Intervention de Janusz Wojciechowski

Réunion du jeudi 1er octobre 2020 à 11h05
Commission des affaires européennes

Janusz Wojciechowski, Commissaire européen chargé de l'agriculture :

S'agissant d'une définition objective de la crise, la Commission rédige actuellement un document relatif à la reprise. Chaque année, nous constituions une réserve de crise s'élevant à 400 millions d'euros. En général, nous ne l'utilisions pas parce que les conditions de son utilisation n'étaient pas suffisamment clairement définies et parce qu'elle avait une incidence sur les paiements directs. Dès lors, certains membres n'étaient pas très enclins à y avoir recours. Cette année, la situation sera différente. L'absence de lien avec le versement de paiements de directs facilitera probablement l'utilisation de cette réserve. En toute honnêteté, je souhaiterais disposer d'un plus grand nombre d'outils nous permettant de faire face à ce type de crise. La PAC démontre sa valeur ajoutée lorsqu'elle est en mesure de réagir rapidement en situation de crise pour aider les agriculteurs.

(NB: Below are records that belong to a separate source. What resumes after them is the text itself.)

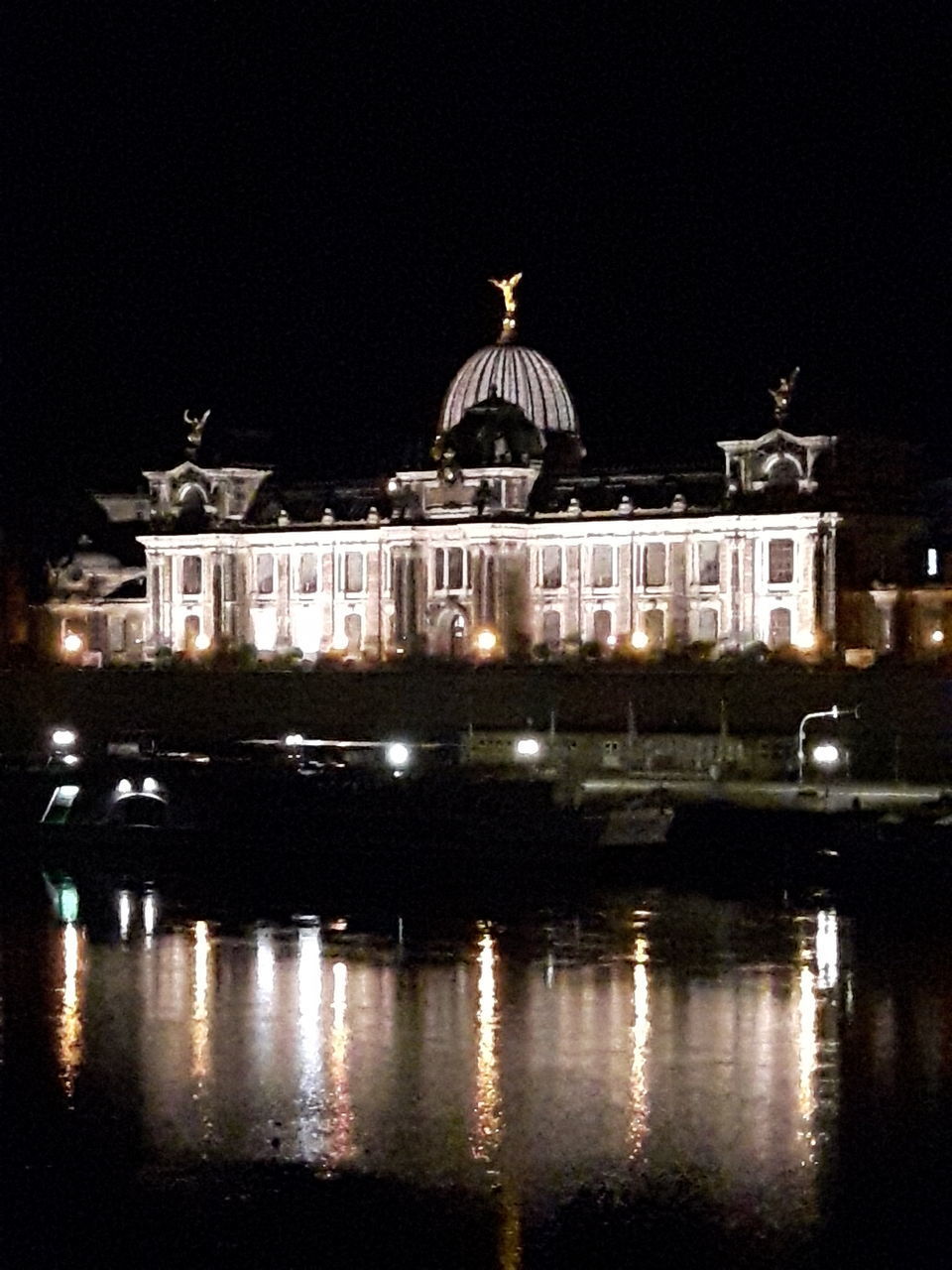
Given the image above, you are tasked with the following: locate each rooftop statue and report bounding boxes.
[489,273,522,344]
[768,366,799,423]
[184,410,212,458]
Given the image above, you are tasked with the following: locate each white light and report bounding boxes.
[813,740,840,767]
[387,740,410,768]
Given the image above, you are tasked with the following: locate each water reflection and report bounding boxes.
[24,890,903,1239]
[472,930,502,1172]
[56,922,83,1097]
[629,918,652,1161]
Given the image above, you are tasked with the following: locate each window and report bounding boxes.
[432,548,464,590]
[697,543,721,586]
[344,611,361,657]
[181,557,202,595]
[770,604,789,648]
[447,548,463,590]
[768,539,793,581]
[591,545,615,586]
[542,609,562,649]
[645,608,663,648]
[344,552,363,590]
[257,552,274,594]
[298,552,317,595]
[185,613,202,653]
[645,543,667,586]
[697,608,717,644]
[542,548,562,590]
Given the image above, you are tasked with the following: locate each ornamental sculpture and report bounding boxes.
[768,366,799,423]
[489,273,522,344]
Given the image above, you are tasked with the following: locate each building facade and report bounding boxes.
[50,280,952,661]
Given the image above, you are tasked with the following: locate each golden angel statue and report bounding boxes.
[489,273,522,317]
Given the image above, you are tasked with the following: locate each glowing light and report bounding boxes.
[118,890,132,940]
[58,922,82,1096]
[472,930,503,1162]
[386,740,412,770]
[142,890,159,938]
[476,631,496,653]
[813,740,840,767]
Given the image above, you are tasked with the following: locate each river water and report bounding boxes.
[0,879,952,1267]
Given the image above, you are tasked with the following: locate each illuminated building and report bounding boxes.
[49,276,946,662]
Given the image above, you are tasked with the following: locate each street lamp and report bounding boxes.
[797,706,860,785]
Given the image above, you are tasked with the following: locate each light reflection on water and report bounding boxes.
[37,873,952,1249]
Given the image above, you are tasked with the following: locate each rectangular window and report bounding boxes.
[255,552,274,595]
[645,543,667,586]
[697,543,721,586]
[768,539,793,581]
[344,552,363,591]
[591,545,615,586]
[298,552,317,595]
[697,608,717,644]
[181,557,202,595]
[542,548,562,590]
[447,548,463,590]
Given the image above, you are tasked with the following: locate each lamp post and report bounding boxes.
[797,706,860,785]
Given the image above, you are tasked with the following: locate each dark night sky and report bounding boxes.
[0,3,952,510]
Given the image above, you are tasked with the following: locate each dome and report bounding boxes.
[439,343,579,435]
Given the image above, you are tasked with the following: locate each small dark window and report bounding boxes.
[697,543,721,586]
[645,543,667,586]
[645,608,663,648]
[591,545,615,586]
[771,608,789,648]
[344,552,363,591]
[258,553,274,595]
[542,546,562,590]
[181,557,202,595]
[768,539,793,581]
[298,552,317,595]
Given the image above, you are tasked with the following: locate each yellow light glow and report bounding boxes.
[476,630,496,653]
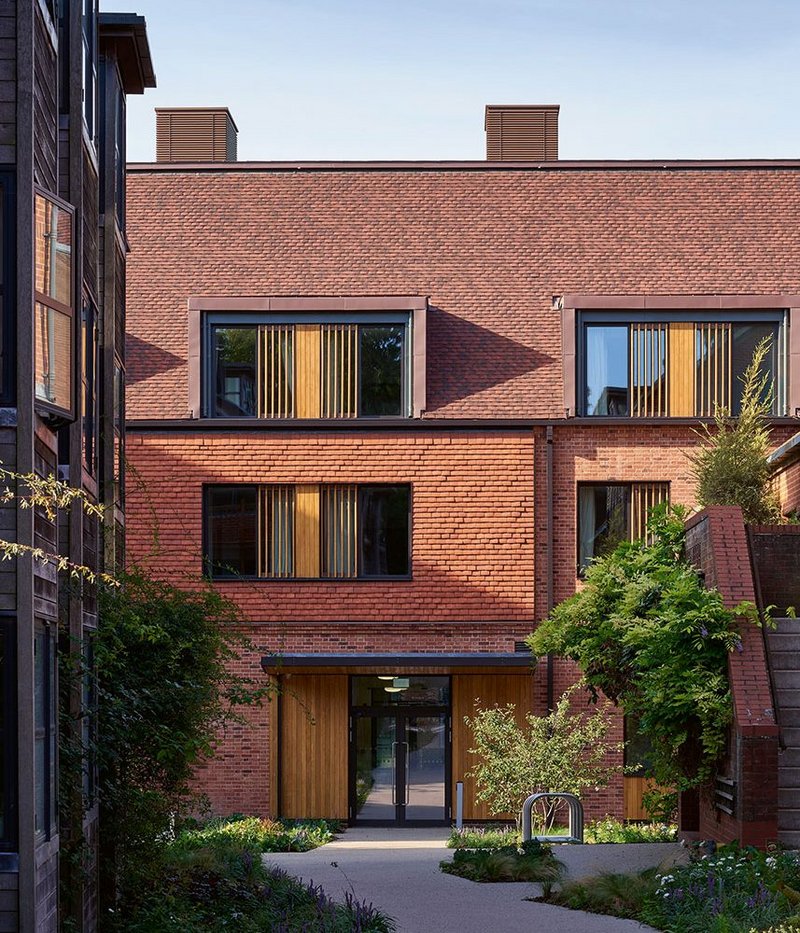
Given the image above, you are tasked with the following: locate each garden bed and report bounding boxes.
[105,818,394,933]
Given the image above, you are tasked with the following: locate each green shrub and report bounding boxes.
[541,868,657,919]
[585,819,678,843]
[439,841,563,882]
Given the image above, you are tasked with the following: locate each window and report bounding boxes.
[205,313,411,418]
[205,484,411,579]
[81,0,97,141]
[580,312,786,418]
[578,483,669,573]
[81,297,98,476]
[34,194,73,414]
[0,618,17,852]
[33,622,58,839]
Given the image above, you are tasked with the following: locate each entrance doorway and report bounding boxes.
[350,675,451,825]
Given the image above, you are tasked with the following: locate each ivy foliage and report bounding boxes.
[528,505,757,789]
[93,572,270,874]
[689,337,783,525]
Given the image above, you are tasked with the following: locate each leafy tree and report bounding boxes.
[464,687,622,828]
[689,337,782,524]
[528,505,757,789]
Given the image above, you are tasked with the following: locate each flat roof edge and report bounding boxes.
[127,159,800,174]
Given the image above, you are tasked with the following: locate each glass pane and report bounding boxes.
[578,486,630,568]
[206,486,258,577]
[34,194,72,305]
[405,713,447,820]
[211,327,258,418]
[584,324,628,415]
[359,324,406,415]
[731,324,782,415]
[352,674,450,706]
[355,716,398,820]
[33,629,47,833]
[358,486,411,577]
[34,302,72,411]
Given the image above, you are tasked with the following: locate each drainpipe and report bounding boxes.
[545,424,555,713]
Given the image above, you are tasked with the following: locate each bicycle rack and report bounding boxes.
[522,793,583,844]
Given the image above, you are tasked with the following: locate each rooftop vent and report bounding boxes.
[156,107,239,162]
[485,104,559,162]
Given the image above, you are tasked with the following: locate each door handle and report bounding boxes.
[392,742,398,807]
[403,742,411,806]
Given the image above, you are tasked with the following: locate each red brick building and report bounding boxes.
[127,108,800,822]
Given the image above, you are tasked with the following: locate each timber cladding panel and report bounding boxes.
[279,674,349,819]
[127,163,800,418]
[452,671,535,820]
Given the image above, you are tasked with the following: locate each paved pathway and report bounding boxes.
[264,829,681,933]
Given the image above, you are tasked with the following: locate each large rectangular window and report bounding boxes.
[0,619,17,852]
[578,483,669,573]
[33,622,58,839]
[204,314,411,418]
[205,484,411,579]
[579,312,787,418]
[33,193,73,414]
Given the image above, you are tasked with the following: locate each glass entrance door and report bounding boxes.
[350,677,450,824]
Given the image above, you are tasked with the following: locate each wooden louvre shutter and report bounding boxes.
[321,485,358,577]
[629,483,669,541]
[694,321,733,418]
[258,324,295,418]
[259,486,295,578]
[629,323,669,418]
[320,324,358,418]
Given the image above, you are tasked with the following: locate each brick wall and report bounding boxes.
[682,506,778,847]
[127,169,800,418]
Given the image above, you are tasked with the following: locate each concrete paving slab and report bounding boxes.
[264,828,682,933]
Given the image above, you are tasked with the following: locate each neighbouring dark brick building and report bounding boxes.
[0,0,154,933]
[127,108,800,822]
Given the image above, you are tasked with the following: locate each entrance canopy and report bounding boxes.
[261,651,533,674]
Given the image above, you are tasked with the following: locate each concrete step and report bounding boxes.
[766,618,800,638]
[778,697,800,728]
[778,807,800,834]
[772,668,800,692]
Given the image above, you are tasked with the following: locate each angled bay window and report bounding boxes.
[578,483,669,573]
[578,311,787,418]
[204,484,411,580]
[33,193,74,415]
[189,297,427,419]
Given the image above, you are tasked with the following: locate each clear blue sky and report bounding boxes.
[101,0,800,161]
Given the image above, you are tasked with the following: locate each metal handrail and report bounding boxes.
[522,793,583,844]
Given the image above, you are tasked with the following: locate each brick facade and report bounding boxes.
[127,158,800,832]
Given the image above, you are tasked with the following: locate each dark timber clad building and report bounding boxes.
[0,7,155,931]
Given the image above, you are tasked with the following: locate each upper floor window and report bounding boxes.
[205,484,411,579]
[578,483,669,573]
[34,193,73,414]
[579,312,787,418]
[205,314,411,418]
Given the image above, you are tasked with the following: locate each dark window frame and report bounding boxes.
[575,479,672,579]
[201,482,414,584]
[575,308,790,421]
[200,311,414,421]
[31,185,80,421]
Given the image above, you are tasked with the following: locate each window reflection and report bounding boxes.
[212,327,257,417]
[585,325,628,415]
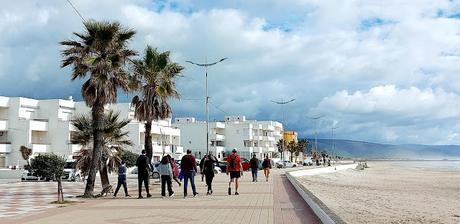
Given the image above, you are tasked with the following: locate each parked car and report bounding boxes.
[21,170,39,181]
[284,160,297,168]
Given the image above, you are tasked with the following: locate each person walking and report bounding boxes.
[136,150,152,199]
[113,160,131,198]
[180,149,198,198]
[167,155,181,187]
[227,148,243,195]
[203,153,217,195]
[262,155,272,182]
[249,154,259,182]
[158,156,174,197]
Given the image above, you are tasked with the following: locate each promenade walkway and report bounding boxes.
[4,170,320,224]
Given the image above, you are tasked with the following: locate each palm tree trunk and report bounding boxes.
[83,103,104,197]
[99,161,112,194]
[57,177,64,203]
[144,121,153,161]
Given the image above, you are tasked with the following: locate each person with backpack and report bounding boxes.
[227,148,243,195]
[180,149,198,198]
[203,153,217,195]
[249,154,259,182]
[136,150,152,199]
[262,155,272,182]
[167,155,181,187]
[113,160,131,198]
[158,156,174,197]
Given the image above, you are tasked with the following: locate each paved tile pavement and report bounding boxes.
[0,170,320,224]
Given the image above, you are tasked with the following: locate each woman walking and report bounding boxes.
[167,155,181,187]
[158,156,174,197]
[262,156,272,182]
[203,154,217,195]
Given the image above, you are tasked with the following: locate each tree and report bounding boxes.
[276,139,284,160]
[120,150,139,167]
[295,138,309,161]
[29,153,65,203]
[60,21,136,197]
[70,111,132,195]
[19,145,32,167]
[131,46,184,160]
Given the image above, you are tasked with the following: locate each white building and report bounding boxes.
[172,116,283,159]
[0,96,182,167]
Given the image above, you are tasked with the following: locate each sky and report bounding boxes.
[0,0,460,144]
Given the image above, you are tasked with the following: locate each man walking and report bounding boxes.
[136,150,152,199]
[227,148,243,195]
[113,160,131,198]
[180,149,198,198]
[249,154,259,182]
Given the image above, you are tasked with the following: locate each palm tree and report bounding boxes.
[60,21,136,197]
[19,145,32,168]
[131,46,184,160]
[70,111,133,195]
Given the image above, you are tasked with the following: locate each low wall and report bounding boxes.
[289,163,357,177]
[286,164,358,224]
[0,169,24,180]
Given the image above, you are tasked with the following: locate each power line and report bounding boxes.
[67,0,86,22]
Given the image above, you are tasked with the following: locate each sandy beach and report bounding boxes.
[299,162,460,223]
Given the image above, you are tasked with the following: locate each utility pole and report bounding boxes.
[185,58,228,154]
[271,98,295,161]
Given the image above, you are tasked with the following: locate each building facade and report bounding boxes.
[0,96,182,168]
[172,116,283,160]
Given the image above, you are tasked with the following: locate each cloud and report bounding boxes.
[0,0,460,144]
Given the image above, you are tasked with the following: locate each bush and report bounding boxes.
[120,150,139,167]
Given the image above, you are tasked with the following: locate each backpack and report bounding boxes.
[228,156,236,169]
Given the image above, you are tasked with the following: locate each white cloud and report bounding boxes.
[0,0,460,143]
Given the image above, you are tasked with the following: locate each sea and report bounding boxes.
[393,160,460,172]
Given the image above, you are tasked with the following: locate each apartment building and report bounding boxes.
[0,96,182,167]
[172,116,283,159]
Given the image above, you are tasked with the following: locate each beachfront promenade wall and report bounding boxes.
[286,163,358,224]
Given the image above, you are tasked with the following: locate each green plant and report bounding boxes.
[29,153,65,203]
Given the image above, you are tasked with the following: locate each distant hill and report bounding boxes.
[308,139,460,159]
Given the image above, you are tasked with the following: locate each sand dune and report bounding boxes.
[299,162,460,223]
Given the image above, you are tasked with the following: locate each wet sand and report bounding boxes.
[299,162,460,223]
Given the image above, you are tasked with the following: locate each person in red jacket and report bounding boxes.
[180,149,198,198]
[227,148,243,195]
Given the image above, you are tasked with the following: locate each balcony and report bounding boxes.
[0,142,11,153]
[209,134,225,141]
[0,120,8,131]
[29,119,48,131]
[32,143,50,153]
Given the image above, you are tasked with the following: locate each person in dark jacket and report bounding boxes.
[262,156,272,182]
[113,160,131,198]
[249,154,259,182]
[136,150,152,199]
[180,149,198,198]
[203,153,217,195]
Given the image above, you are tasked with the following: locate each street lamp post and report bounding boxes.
[271,98,295,160]
[308,115,324,165]
[185,58,228,154]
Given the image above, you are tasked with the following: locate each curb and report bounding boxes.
[286,172,346,224]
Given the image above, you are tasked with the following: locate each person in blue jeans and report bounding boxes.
[180,149,198,198]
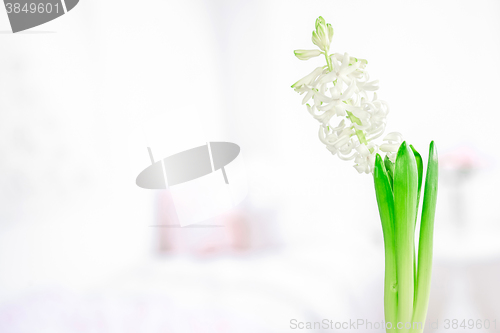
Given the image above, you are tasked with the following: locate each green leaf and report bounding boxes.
[413,141,438,333]
[384,155,394,189]
[394,142,418,332]
[373,154,398,327]
[410,145,424,214]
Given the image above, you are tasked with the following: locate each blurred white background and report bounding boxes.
[0,0,500,333]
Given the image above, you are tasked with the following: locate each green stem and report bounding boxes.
[394,142,418,333]
[325,51,333,72]
[373,154,398,333]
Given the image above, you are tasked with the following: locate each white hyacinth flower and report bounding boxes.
[292,16,403,174]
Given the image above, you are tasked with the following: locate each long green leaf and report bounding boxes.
[394,142,418,332]
[413,141,438,333]
[373,154,398,332]
[384,155,394,189]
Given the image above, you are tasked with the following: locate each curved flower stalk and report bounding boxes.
[292,16,403,173]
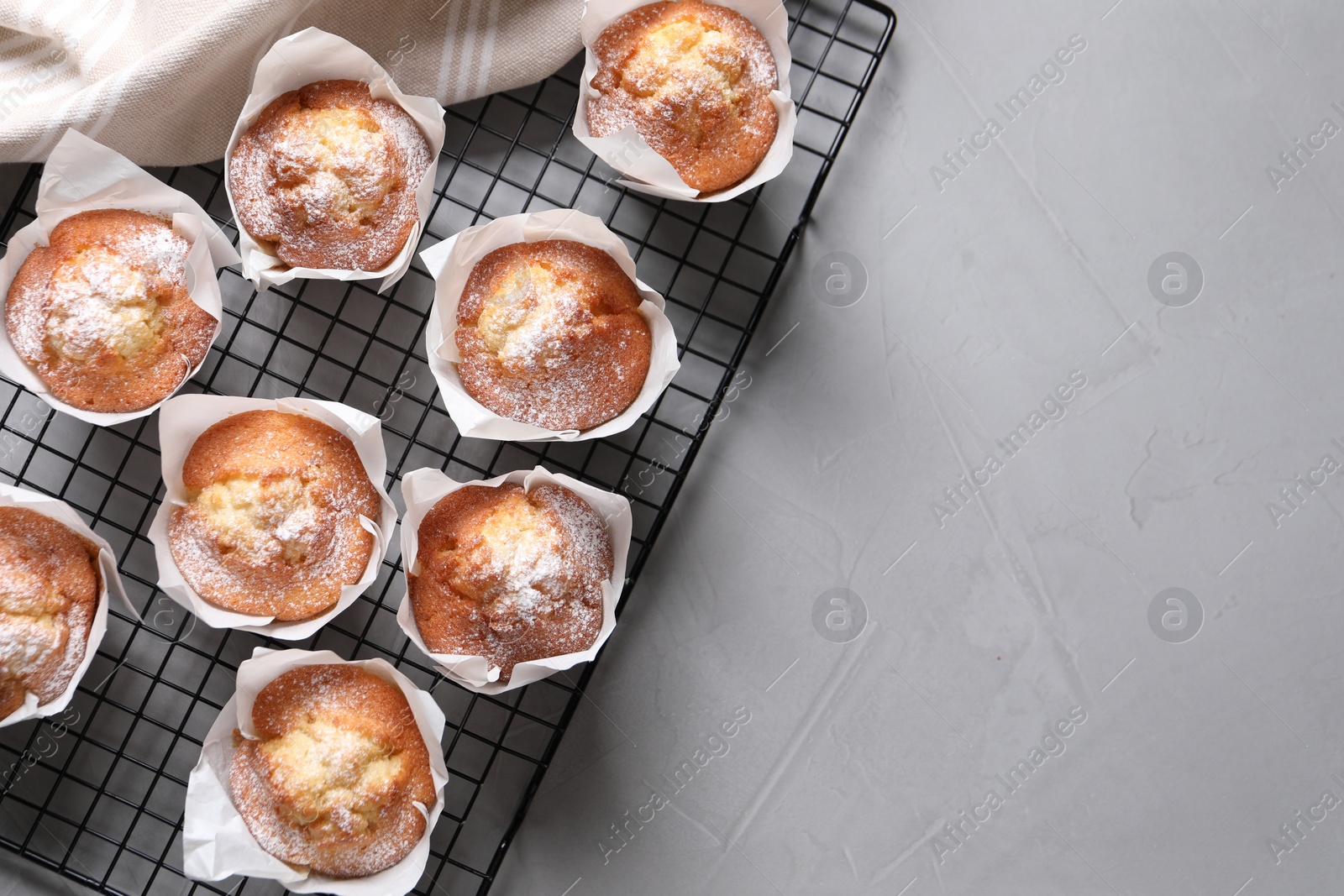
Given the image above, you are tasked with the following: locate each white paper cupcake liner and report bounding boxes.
[150,395,396,641]
[181,647,448,896]
[421,208,681,442]
[0,485,139,728]
[224,29,445,291]
[396,466,633,693]
[574,0,798,203]
[0,130,238,426]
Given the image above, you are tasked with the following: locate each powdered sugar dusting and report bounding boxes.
[0,508,101,717]
[587,0,778,192]
[228,81,430,270]
[454,239,654,430]
[412,484,613,683]
[230,665,434,878]
[170,411,379,621]
[9,221,190,361]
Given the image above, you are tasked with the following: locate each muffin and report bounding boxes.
[587,0,780,195]
[228,665,435,878]
[228,81,430,271]
[407,482,613,684]
[0,506,102,719]
[454,239,654,430]
[5,208,218,414]
[168,411,381,622]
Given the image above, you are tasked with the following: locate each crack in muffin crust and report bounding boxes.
[407,482,614,684]
[5,208,218,414]
[228,81,430,271]
[0,506,102,719]
[454,239,654,430]
[587,0,780,196]
[228,663,437,878]
[168,410,381,622]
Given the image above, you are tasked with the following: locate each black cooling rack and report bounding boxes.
[0,0,895,896]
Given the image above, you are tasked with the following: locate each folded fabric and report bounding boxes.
[0,0,583,165]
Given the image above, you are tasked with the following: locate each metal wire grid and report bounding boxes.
[0,0,895,896]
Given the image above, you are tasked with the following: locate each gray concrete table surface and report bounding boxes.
[8,0,1344,896]
[493,0,1344,896]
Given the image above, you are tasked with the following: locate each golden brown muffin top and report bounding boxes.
[408,482,614,683]
[5,208,218,412]
[0,506,102,719]
[168,410,381,621]
[228,81,430,271]
[454,239,654,430]
[228,663,435,878]
[587,0,780,195]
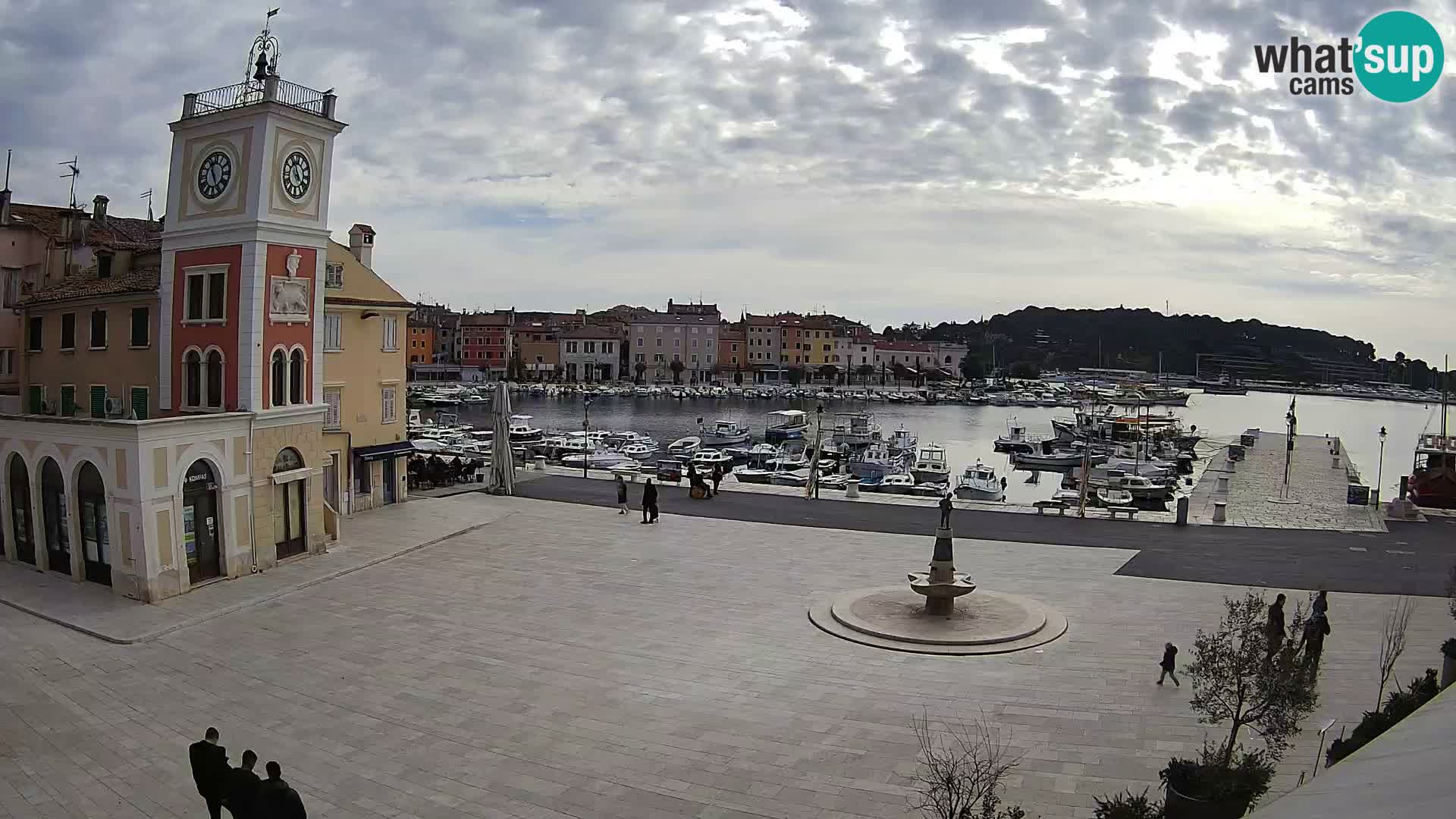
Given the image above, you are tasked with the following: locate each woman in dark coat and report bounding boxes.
[642,478,657,523]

La problématique des importations de denrées que nous refusons de produire pose la question de la mission de nos agriculteurs. Certaines filières dépendent beaucoup des exportations. Certains pays produisent dix fois plus que ce qu'ils sont capables d'écouler sur leur marché national, voire vingt fois plus. Cette réalité rend ces pays dépendants des exportations soit vers d'autres États membres de l'Union européenne, soit vers des pays tiers. N'oublions pas que notre marché intérieur est important. À ce jour, l'Union européenne est le premier exportateur de produits alimentaires.

En réalité, nous importons des produits agricoles bruts pour plus de 30 millions d'euros et nous exportons essentiellement des produits agricoles transformés. Nous importons des produits bruts, nous les transformons et nous les exportons. Nous ne déplorons pas de surplus de production de produits agricoles en Europe. Dès lors, nous nous attachons à soutenir davantage le secteur de la transformation. C'est le sens de la stratégie « Du champ à l'assiette » dans laquelle nous privilégions des chaînes d'approvisionnement courtes ou raccourcies. En effet, nous transportons plus de trois milliards de tonnes de produits agricoles et de denrées alimentaires par an, qui traversent l'Europe d'est en ouest, d'ouest en est, dans tous les sens. Compte tenu du prix de la tonne au kilomètre, l'impact est lourd. Dès lors, nous sommes encore très éloignés de la stratégie « de la ferme à la table » puisque chaque produit parcourt en moyenne 180 kilomètres. Cela génère non seulement de la pollution, mais également des coûts, puisque l'agriculteur reçoit une moindre rémunération pour ses produits et qu'à l'autre bout de la chaîne, le consommateur paie ces mêmes produits plus cher. Nous souhaitons raccourcir ces chaînes d'approvisionnement et soutenir les agriculteurs qui identifient des solutions locales de transformation de leurs produits. Cela constitue une de nos priorités. Certes, les exportations sont importantes et nous désirons les développer en promouvant nos normes de production exigeantes, le respect du bien-être animal, la qualité de nos produits, etc. Pour autant, il convient de ne pas ignorer les marchés locaux. Mon ambition consiste à réduire la distance parcourue par chacun de nos produits et par là même, les besoins en transport. Dans ce cadre, la tâche est vaste.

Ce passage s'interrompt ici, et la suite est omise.